Tuesday, September 05, 2006

More Bird by Bird

I spent some time today feeling like a complete failure. No, that's not quite right. I've spent some time this past week feeling like a complete failure. As a writer, that is. And a thinker, but being able to think is kind of a prerequisite for good writing, I think.

I'm reading all sorts of stuff that other people have written and are writing and I am thoroughly, completely intimidated and ashamed and frustrated and a lot of other feelings all wrapped up. Finally, the thought managed to enter my mind that, if I'm going to get any good at writing, I just have to keep doing it. And doing it. Over and over again.

So I just wrote for a few minutes on my novel. And I'm here. As for the novel, I think I may have written a phrase that won't get edited out at some point. I've also been editing old parts over the last couple or three weeks. I did at one point write some highly pornographic stuff that I knew would have to come out, in large part, so I did start to do some paring of that.

I also have to say that I'm having a horrible time with the chronology.

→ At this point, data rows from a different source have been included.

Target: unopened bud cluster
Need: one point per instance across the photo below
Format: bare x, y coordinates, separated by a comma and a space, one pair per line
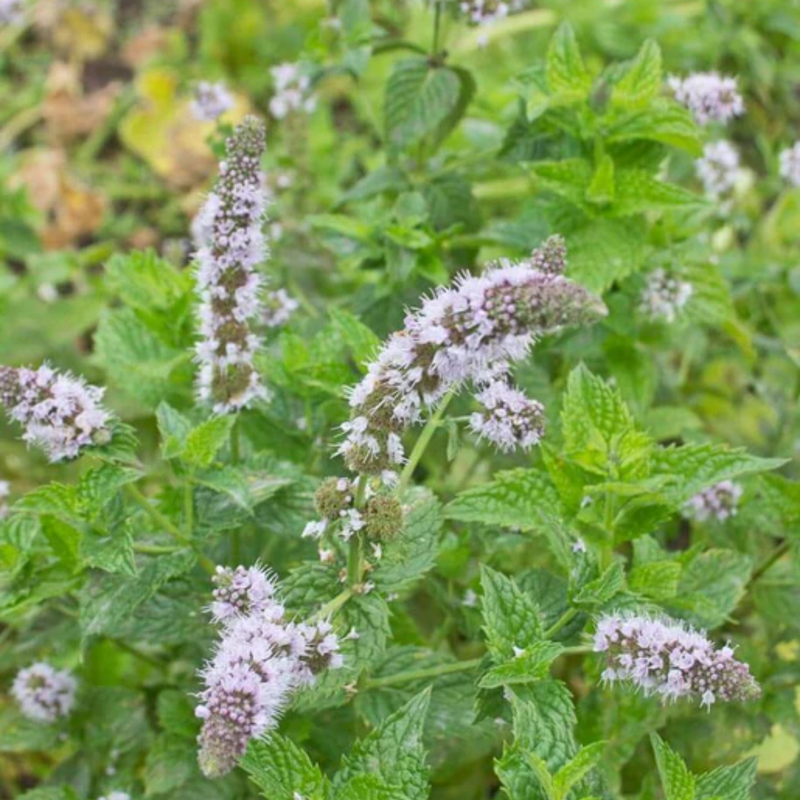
719, 502
509, 419
790, 164
60, 413
43, 693
211, 101
292, 92
471, 332
381, 517
671, 660
710, 97
261, 659
231, 246
664, 296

I know what it is in my head, plus I've even written it down, but writing it in the book, that's far from there. Two of the three main characters have a history together (hence the sex) and there's a couple of marriages and some divorces and I haven't managed to write it so that it makes sense. But I keep telling myself that that's what the second draft is for.

I also really want to write some of the book in a second person's voice. And I know that's not how it's supposed to be done, but I hear her voice and it seems important to me to write it, but I don't want to lose the other character's voice, because he is the protagonist and he's who I started out writing about and I don't think I can show what happens to him without writing from his point of view, too. So this is all very experimental for me and we'll see what happens. I'm afraid that this is going to take some time.

I wish I could make a box like Steinbeck made for his editor. If I ever get an editor, she'll have to settle for lasagne or something.